In Winnipeg, the big winner for the last several years has been Santa Lucia Pizza, a home-grown chain that started in the northern Manitoban mining city of Thompson in the early 1970s, expanded into Winnipeg, then crossed the border into North Dakota. The company makes use of their wins (they’ve won several years in a row) in places like bus-bench ads and their high-profile radio commercials on TSN1290 sports radio. Last year the chain sponsored Winnipeg Jets game day radio programming; on their radio ads, they make sure to trumpet their Uptown wins.

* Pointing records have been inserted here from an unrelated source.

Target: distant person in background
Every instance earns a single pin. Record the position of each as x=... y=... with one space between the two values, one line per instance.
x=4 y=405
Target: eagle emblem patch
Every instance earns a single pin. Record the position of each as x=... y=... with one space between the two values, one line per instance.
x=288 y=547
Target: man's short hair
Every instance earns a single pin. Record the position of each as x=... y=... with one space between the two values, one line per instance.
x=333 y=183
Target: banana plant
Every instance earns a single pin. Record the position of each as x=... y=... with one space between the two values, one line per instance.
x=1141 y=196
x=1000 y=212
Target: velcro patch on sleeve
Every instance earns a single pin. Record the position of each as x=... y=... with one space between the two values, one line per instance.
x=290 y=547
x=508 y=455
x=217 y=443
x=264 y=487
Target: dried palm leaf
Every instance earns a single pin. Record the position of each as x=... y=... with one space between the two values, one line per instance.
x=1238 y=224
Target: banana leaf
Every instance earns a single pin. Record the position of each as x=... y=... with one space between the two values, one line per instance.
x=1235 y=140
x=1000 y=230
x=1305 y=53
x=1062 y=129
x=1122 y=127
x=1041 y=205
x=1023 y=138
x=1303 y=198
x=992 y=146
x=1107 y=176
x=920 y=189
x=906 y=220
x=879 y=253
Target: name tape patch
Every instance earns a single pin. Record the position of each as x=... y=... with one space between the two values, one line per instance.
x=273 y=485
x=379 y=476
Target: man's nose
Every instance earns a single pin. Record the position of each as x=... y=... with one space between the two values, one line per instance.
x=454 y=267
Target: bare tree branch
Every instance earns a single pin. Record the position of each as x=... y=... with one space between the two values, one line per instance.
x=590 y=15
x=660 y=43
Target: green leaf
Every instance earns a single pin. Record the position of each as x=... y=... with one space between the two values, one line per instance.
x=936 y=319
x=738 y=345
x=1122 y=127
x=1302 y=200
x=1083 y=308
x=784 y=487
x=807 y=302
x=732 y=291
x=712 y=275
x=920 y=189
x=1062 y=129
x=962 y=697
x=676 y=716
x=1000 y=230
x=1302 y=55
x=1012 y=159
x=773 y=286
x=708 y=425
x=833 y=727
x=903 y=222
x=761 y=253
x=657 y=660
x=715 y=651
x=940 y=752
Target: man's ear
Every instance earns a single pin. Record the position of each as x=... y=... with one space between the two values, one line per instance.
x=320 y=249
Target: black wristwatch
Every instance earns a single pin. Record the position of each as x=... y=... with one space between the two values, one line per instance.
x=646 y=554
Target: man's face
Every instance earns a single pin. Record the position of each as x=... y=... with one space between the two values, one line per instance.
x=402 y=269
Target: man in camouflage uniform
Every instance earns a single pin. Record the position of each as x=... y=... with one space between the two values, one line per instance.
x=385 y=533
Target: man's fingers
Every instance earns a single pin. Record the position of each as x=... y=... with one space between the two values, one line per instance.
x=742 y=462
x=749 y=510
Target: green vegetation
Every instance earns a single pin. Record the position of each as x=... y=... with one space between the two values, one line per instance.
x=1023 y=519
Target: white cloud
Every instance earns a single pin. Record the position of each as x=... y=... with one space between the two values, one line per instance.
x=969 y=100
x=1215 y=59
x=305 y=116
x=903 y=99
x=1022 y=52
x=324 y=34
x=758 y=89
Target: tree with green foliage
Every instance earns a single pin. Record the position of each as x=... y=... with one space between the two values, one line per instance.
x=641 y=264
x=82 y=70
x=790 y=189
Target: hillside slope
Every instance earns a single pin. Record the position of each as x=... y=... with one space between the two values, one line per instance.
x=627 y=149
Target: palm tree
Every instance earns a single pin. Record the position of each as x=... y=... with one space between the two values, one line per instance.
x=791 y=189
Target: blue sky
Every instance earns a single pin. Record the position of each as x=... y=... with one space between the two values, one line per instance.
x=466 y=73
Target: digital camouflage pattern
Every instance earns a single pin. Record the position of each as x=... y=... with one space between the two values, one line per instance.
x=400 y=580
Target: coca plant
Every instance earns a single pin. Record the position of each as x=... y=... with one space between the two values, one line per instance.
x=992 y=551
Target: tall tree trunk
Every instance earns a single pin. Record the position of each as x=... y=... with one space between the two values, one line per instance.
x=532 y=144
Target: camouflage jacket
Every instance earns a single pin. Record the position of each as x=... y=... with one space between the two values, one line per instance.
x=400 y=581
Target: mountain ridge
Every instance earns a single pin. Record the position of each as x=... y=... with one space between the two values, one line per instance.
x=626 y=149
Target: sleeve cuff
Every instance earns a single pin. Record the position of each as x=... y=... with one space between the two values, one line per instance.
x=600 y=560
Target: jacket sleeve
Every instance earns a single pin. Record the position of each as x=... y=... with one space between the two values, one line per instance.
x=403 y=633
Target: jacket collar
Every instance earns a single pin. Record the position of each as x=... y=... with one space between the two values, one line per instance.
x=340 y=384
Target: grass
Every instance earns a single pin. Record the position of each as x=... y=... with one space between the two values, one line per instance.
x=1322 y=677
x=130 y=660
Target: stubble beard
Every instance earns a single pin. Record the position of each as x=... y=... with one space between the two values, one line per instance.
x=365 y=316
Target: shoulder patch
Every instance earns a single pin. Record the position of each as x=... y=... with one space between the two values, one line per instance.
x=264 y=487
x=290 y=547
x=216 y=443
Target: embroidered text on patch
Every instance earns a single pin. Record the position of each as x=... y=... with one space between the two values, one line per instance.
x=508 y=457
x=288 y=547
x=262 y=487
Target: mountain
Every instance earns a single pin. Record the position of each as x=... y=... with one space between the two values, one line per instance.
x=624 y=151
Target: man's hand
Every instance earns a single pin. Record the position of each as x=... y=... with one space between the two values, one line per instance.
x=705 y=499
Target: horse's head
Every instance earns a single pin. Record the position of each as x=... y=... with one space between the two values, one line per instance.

“We find that the restaurants, in particular, use it a lot,” says Kendle. “The profit margins in restaurants are not fantastic. So, any competitive edge that they get, they’re going to exploit it.”

Kendle knows that some businesses have been craftier than others in attempting to curry favour with the voting public during reader’s poll season, usually a few months before the results come out, but he doesn’t know how successful their efforts have been.

“The only way to improve one’s rank is to a) be good to start with, and b) encourage social media advertising,” he says. “I know of one business that’s photocopied one of the ballots for people to fill out while people wait for their appointment.”
Another thing becomes apparent, too. In some areas, it’s pretty difficult to unseat an incumbent. Like in Halifax.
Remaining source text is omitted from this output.